If the words are in order from alphabetically-first to alphabetically-last, af1 and af2 take the same number of steps (linear).

If the words are in order from alphabetically last to alphabetically first, af1 is a lot worse than af2.

If there are ten elements in the list and ordered backwards, af2 takes about ten comparisons, af1 takes about 1000. If there are twenty, af2 takes about twenty comparisons, af1 takes about 1 million.

What is the growth of af1?

  • When you double the input size, the number of steps is multiplied by itself.
  • If you add one to the input size, the number of steps seems to double, which makes it exponential.

Why does it do that?

  • There are a lot of comparisons to do.
  • It feels like we start over, even after finding the first.
  • When we call af1 on a list of size n, it does TWO recursive calls on lists of size n-1
  • You get a doubling every time you add one thing. BAD/DANGEROUS!

Other notes

  • The helper makes things more efficient

We can do without the helper

(define alphabetically-first-3
  (lambda (strings)
    (counter-increment!
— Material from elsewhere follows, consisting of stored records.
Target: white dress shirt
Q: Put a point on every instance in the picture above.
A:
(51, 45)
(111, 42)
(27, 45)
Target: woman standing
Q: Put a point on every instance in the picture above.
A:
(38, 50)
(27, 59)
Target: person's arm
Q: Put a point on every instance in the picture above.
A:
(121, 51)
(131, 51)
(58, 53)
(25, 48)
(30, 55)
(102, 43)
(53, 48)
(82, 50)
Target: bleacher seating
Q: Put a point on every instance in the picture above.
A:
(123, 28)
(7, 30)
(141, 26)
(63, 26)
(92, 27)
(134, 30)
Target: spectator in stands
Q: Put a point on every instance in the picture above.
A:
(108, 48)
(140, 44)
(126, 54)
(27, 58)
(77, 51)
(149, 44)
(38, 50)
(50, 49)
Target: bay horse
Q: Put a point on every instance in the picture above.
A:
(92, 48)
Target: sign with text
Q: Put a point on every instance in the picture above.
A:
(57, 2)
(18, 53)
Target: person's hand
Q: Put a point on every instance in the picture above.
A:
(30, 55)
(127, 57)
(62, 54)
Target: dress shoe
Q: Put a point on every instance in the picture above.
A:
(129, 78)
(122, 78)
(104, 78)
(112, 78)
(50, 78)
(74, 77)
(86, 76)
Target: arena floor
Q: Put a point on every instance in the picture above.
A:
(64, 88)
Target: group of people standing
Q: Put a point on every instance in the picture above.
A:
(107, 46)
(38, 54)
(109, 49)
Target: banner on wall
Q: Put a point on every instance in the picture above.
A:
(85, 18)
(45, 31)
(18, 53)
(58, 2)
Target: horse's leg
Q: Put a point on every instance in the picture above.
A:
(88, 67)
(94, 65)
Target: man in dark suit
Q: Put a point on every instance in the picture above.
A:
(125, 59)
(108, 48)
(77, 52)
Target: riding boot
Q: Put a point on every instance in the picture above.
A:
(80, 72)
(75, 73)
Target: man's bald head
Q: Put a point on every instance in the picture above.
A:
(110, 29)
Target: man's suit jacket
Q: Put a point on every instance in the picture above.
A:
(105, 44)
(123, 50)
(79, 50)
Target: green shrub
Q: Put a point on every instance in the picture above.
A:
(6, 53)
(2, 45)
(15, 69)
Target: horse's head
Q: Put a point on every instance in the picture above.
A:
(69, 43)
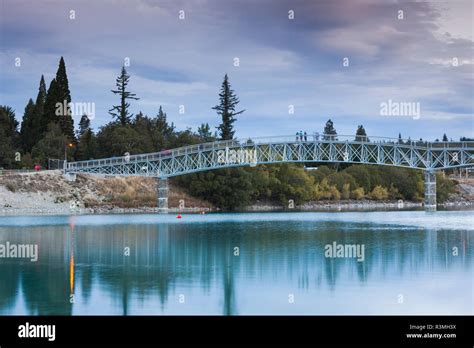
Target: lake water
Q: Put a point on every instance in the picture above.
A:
(251, 263)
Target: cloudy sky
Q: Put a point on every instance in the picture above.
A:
(403, 51)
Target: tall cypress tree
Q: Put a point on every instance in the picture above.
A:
(226, 109)
(38, 117)
(84, 124)
(57, 107)
(27, 136)
(65, 119)
(121, 112)
(49, 114)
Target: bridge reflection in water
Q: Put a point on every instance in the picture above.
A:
(192, 269)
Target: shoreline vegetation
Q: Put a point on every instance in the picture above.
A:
(47, 135)
(49, 193)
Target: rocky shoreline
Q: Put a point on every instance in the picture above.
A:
(48, 193)
(329, 206)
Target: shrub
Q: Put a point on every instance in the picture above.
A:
(358, 193)
(10, 187)
(379, 193)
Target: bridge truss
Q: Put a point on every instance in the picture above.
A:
(426, 156)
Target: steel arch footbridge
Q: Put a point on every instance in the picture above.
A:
(422, 155)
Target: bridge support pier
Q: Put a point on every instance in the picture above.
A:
(162, 195)
(430, 191)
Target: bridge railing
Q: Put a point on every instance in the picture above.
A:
(222, 144)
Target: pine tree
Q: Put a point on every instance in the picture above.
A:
(49, 115)
(361, 135)
(38, 117)
(226, 109)
(162, 130)
(329, 131)
(204, 131)
(57, 108)
(65, 120)
(27, 127)
(84, 125)
(8, 136)
(121, 112)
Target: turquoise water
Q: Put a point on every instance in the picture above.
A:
(250, 263)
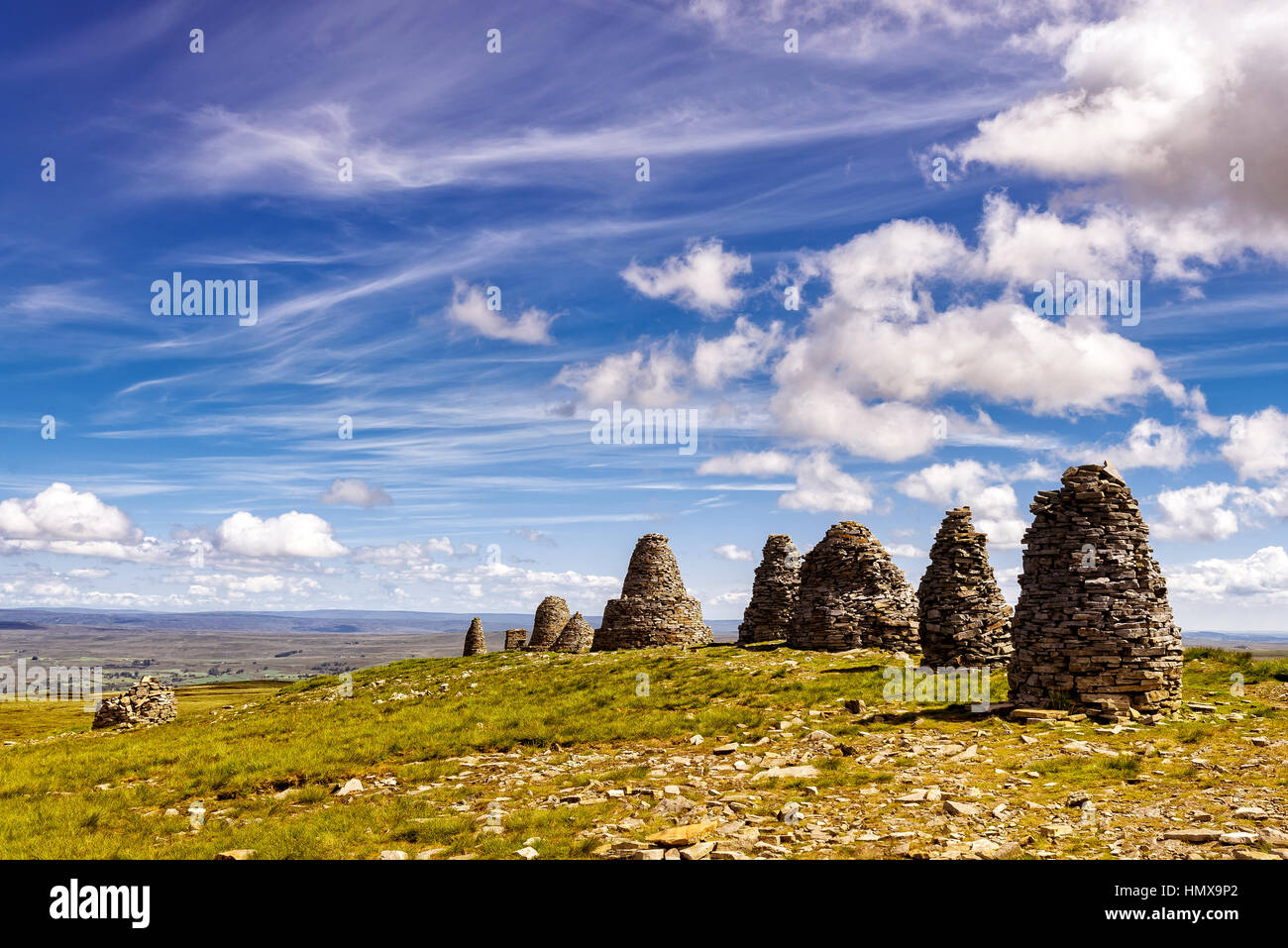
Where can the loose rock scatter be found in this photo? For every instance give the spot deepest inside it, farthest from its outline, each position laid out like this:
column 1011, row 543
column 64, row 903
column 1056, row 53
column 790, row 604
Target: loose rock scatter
column 146, row 703
column 773, row 594
column 550, row 620
column 1093, row 627
column 853, row 595
column 655, row 608
column 964, row 618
AFC 'alphabetically-first-3)
    (cond
      [(null? (cdr strings))
       (car strings)]
      [else
       (let ([first (car strings)]
             [assistants-result (alphabetically-first-3 (cdr strings))])
         (if (string-ci<=? firsts assistants-result)
             first
             assisstants-result))])))

Is equivalently fast to af2.

Side note

When you call length to determine whether the length is 1, we get something similar, although not as bad.

10 + 9 + 8 + 7 + ….

The problem of sorting

Given a collection of things, put them in order.

Easy solution: (sort things less-equal?)

But we should be able to write our own sort function.

What is a collection?

  • It could be a vector, in which case we rearrange it.
  • It could be a list.
  • (Also hash, struct, file, tree)

Algorithm design time

Come up with as many algorithms for sorting as you can (for vectors or lists) in five minutes.

Examples of sorting algorithms

In a group of three or four (or maybe five), design at least two sorting algorithms, one for vectors and one for lists.

Algorithm 1: Oh, works on lists (selection sort)

  • Find the greatest element in the list using the algorithm above. (linear)
  • Do it again, consing to the front
    • Note: Consing in the right order is important: If you use tail recursion, you’ll probably cons the largest remaining onto so-far. If you use direct recursion, you’ll cons the smallest remaining onto the recursive call.

Algorithm 2: UM: Universal Masters, works on vectors (bubble sort)

  • Look at neighboring elements, swap if out of order (linear)
  • We have to walk down the line once for every element
  • So approximately n^2 (quadratic)

Algorithm 3: Variant of UM (selection sort)

  • Instead of swapping neighbors, just find the largest and swap to the end.

Algorithm 4: We Are Everybody (quicksort)

  • Find the average
  • Split into smaller than average and greater than average
  • Sort the two halves
  • Shove ‘em back together.

Analysis of sorting algorithms

We’re unlikely to get to this.

Schemification of sorting algorithms

There’s no way we’re getting to this.